Keeping these green shells as cut flowers is very popular as well, as they last for quite a long period of time after being cut. It’s calyxes also dry well if you’re into dried blooms! If they are left on the plant, they will turn from bright white to a more of a beige color.
For fresh arrangements, cut the stems once half of the calyxes have opened. For a dried arrangement, wait until the calyxes have opened before cutting. 
Pro Tip: Be sure to store them in an upright position to avoid stem bending!
Once you’ve cut your fresh bells, remove all of the leaves from the lower part of the stem, for they are usually older and more likely to yellow quickly after harvesting.  You want to make sure you also remove any leaves that will fall below the waterline of your vase, cutting your stems underwater with a sharp knife to keep air pockets from forming in their hollow stems.
Beware: The stems are covered in tiny thorns that may irritate your skin, be sure to wear gloves when handling your blooms or if you are planning to design with them.

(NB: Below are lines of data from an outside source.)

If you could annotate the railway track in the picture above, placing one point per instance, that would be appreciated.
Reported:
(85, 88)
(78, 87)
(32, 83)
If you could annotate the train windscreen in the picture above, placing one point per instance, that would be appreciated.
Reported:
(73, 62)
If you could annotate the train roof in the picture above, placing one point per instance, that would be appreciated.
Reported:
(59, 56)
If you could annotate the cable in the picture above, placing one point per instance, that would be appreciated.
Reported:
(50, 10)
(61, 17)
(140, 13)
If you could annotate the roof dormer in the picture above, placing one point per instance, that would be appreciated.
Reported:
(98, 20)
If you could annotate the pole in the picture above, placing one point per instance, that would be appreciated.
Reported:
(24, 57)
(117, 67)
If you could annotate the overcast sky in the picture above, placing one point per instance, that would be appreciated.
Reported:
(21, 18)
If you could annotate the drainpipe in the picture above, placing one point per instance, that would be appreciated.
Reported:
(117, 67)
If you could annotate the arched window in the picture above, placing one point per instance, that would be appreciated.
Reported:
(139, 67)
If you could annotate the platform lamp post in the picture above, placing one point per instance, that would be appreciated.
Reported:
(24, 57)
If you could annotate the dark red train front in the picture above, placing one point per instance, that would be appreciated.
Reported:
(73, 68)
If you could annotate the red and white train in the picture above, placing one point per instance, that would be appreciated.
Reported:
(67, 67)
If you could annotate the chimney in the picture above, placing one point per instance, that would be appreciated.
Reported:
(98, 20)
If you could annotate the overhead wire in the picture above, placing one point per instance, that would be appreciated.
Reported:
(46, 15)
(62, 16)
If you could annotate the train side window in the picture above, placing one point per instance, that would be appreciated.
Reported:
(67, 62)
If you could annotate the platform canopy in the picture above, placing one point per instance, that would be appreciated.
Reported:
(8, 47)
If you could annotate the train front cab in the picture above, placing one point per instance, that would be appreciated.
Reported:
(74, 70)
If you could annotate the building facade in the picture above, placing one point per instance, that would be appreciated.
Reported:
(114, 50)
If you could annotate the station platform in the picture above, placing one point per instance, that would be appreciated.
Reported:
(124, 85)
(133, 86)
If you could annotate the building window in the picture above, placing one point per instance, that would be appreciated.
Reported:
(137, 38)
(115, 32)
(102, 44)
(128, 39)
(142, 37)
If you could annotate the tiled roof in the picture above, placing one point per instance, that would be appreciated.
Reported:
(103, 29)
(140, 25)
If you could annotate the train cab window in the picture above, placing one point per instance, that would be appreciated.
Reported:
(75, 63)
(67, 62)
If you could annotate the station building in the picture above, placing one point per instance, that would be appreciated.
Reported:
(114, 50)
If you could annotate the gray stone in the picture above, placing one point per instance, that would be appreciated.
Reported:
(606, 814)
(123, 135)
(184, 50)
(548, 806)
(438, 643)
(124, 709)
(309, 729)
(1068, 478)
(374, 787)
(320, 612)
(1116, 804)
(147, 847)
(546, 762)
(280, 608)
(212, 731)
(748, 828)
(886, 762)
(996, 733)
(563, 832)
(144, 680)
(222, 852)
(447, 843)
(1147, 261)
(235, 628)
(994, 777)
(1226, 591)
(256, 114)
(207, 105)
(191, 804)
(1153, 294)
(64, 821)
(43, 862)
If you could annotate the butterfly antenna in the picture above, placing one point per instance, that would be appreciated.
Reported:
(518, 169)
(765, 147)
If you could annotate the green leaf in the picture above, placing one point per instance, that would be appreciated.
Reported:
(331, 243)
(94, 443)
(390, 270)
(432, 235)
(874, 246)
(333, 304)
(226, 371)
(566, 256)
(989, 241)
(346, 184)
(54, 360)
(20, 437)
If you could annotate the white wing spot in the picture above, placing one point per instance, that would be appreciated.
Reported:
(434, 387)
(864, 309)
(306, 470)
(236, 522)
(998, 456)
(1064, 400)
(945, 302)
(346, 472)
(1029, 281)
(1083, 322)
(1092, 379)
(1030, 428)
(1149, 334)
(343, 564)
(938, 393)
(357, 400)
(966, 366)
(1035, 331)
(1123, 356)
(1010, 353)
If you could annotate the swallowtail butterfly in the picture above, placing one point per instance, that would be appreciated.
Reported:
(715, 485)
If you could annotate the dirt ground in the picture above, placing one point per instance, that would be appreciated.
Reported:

These blooms are highly phototrophic and will bend toward any source of light they can find. Always store them upright and away from any sort of side-light to keep their straight demeanor. 
Your blooms will last up to 2 weeks in a vase, so you’ll have plenty of time to enjoy them!
These cool bells will contrast beautifully with flowers of any color and add depth and drama to any arrangement. They look especially lovely when paired with whites and soft pastels such as pink, peach, yellow, or blue. Give them as a symbol of luck for a new journey, wedding, new job, or graduation! Dried bells of Ireland look just as unique when mixed in with other dried flower materials like grasses and seeds!